Another NASA astronaut, Scott Parazynski, was deemed too tall (at 6-foot-2) to fit into the Russian Soyuz capsule in the event of an emergency. As a result, he was excluded from long-term visits to Mir as well.

Because of the size issue, Lawrence and Parazynski earned the nicknames “Too Short” and “Too Tall,” respectively.

Previously: Two rookie spacewalkers took on a battery replacement project on the International Space Station last Friday.

During the six-hour, 39-minute operation, NASA astronauts Nick Hague and Anne McClain replaced a set of outdated nickel-hydrogen batteries with more powerful lithium-ion batteries for the power channel on one pair of the station’s solar arrays.

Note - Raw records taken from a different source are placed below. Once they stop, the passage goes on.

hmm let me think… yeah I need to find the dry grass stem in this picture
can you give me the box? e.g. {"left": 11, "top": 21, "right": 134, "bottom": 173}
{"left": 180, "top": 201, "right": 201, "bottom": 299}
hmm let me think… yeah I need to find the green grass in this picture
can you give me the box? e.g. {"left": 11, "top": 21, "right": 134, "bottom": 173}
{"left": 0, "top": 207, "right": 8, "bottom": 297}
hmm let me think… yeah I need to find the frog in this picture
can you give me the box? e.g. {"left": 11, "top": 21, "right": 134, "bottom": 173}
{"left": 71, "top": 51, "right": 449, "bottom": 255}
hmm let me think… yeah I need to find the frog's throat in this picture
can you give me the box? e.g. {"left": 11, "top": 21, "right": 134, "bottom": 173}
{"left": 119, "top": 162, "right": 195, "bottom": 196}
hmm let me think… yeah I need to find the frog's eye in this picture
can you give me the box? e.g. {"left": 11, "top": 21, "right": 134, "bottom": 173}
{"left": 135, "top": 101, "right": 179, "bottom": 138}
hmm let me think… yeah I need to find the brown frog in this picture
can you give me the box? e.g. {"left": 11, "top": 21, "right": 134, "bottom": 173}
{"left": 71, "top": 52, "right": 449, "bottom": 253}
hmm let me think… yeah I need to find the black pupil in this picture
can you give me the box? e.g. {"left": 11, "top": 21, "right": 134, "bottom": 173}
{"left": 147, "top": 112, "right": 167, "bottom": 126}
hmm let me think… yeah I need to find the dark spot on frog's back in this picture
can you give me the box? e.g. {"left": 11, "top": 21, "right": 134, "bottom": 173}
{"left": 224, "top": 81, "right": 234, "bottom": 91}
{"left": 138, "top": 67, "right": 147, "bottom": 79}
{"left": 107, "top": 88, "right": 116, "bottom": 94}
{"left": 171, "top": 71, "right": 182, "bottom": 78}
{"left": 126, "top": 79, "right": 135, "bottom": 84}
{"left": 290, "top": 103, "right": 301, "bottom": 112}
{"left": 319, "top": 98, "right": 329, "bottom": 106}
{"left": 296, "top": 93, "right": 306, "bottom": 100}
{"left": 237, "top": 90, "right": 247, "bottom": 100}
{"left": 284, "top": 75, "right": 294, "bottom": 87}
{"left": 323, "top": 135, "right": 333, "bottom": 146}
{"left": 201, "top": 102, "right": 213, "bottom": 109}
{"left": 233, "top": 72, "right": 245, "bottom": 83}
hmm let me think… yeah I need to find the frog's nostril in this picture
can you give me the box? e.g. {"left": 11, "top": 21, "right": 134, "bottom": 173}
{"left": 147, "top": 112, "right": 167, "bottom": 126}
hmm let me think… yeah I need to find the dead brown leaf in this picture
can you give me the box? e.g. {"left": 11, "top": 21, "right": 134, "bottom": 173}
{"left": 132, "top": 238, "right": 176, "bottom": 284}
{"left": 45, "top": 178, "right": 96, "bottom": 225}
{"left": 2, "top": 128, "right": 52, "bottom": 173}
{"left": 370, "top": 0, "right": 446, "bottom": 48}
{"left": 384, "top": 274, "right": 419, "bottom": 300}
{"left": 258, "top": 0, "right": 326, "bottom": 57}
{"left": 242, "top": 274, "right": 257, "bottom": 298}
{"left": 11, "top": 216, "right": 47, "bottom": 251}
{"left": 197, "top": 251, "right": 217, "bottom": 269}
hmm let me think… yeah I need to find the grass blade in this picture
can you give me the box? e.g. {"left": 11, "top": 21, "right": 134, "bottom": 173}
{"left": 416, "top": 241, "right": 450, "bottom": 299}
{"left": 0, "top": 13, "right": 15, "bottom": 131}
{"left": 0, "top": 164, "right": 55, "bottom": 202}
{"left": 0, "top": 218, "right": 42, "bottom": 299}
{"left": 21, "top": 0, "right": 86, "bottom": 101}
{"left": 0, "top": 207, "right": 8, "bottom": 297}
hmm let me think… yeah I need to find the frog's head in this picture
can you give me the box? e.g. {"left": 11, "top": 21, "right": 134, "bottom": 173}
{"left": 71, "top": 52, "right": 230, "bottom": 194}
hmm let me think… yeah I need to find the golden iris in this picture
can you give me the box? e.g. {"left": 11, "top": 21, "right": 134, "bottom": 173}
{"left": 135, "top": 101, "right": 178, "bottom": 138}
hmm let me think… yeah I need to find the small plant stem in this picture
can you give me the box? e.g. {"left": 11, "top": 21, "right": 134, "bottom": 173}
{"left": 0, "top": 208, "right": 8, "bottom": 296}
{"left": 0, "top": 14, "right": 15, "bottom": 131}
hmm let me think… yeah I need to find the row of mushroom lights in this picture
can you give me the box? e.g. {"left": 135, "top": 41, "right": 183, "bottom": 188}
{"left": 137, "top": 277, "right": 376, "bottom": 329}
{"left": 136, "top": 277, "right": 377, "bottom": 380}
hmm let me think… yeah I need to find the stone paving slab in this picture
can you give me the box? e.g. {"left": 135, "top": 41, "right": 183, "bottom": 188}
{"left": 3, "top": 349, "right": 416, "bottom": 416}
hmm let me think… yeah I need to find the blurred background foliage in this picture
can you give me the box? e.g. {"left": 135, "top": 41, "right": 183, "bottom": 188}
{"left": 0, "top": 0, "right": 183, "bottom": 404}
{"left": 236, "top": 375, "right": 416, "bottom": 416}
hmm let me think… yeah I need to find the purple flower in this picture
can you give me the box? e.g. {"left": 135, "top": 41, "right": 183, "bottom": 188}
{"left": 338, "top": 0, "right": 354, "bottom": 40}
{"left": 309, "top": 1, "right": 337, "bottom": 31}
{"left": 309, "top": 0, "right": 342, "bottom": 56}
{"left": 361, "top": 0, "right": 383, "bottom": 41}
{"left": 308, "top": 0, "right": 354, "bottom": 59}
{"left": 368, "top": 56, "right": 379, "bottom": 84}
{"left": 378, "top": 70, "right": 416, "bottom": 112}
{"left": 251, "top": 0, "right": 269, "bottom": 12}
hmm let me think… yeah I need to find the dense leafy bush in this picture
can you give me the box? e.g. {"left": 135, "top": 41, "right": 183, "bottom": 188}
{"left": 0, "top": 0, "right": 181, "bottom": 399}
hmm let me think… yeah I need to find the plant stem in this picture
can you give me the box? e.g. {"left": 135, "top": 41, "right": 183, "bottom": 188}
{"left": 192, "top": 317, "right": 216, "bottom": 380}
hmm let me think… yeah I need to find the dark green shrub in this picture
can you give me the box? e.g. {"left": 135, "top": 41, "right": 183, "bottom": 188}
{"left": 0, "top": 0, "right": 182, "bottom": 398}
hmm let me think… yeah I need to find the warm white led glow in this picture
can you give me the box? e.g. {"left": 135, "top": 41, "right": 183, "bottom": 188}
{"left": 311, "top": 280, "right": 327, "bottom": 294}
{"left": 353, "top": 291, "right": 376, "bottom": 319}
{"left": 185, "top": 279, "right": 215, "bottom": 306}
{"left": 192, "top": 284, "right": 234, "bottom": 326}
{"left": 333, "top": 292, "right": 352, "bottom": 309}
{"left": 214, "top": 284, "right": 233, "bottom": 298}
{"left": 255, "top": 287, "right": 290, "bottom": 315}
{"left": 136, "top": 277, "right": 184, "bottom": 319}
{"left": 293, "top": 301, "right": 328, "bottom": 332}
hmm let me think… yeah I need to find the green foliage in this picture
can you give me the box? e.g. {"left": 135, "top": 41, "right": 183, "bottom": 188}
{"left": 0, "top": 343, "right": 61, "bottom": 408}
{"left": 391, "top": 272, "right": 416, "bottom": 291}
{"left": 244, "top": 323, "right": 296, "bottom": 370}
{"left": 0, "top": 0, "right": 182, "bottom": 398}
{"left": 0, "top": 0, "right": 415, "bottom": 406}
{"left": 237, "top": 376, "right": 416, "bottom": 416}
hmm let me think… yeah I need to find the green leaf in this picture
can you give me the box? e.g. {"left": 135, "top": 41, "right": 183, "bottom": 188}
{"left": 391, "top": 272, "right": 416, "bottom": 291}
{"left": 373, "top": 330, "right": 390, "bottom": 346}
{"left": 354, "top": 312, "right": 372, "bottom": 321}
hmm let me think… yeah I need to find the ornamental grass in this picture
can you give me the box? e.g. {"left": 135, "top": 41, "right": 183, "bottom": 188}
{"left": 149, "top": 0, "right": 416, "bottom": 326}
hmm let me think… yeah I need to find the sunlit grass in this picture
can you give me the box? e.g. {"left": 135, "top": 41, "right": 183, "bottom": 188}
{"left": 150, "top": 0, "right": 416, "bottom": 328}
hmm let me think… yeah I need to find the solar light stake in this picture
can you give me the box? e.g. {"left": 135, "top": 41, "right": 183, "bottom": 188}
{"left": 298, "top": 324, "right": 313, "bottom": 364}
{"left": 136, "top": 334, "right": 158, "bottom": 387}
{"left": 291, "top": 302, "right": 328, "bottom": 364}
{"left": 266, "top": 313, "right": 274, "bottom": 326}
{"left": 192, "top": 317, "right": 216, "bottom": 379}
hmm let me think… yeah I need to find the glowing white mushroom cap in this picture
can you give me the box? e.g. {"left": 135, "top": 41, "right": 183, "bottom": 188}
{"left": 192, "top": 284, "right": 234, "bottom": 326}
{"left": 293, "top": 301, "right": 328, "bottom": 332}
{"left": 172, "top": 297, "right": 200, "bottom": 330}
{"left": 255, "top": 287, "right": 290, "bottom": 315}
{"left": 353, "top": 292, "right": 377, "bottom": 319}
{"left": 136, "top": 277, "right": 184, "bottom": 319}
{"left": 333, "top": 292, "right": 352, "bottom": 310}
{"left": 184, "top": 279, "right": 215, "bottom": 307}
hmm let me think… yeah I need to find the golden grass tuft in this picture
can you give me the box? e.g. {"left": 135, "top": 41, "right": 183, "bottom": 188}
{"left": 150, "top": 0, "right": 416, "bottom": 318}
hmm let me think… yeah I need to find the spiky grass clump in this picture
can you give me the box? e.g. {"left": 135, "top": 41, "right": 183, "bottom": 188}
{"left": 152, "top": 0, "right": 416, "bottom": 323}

NASA said the astronauts also accomplished several get-ahead tasks, including scraping up bits of debris on the station’s exterior and photographing a bag of repair tools and the airlock thermal cover that’s opened and closed for spacewalks.

Another set of batteries for a different power channel is due to be replaced during a second spacewalk. Hague will be joined by NASA’s Christina Koch, who’ll be making her first-ever spacewalk.

McClain and Canadian astronaut David Saint-Jacques are tentatively due to take on the third spacewalk in the series on April 8. They’ll lay out jumper cables between the Unity module and a spot on the midpoint of the station’s backbone to establish a redundant path for power to the station’s Canadian-built robotic arm.

They’ll also install cables to expand wireless communication coverage and hard-wired computer networking capability.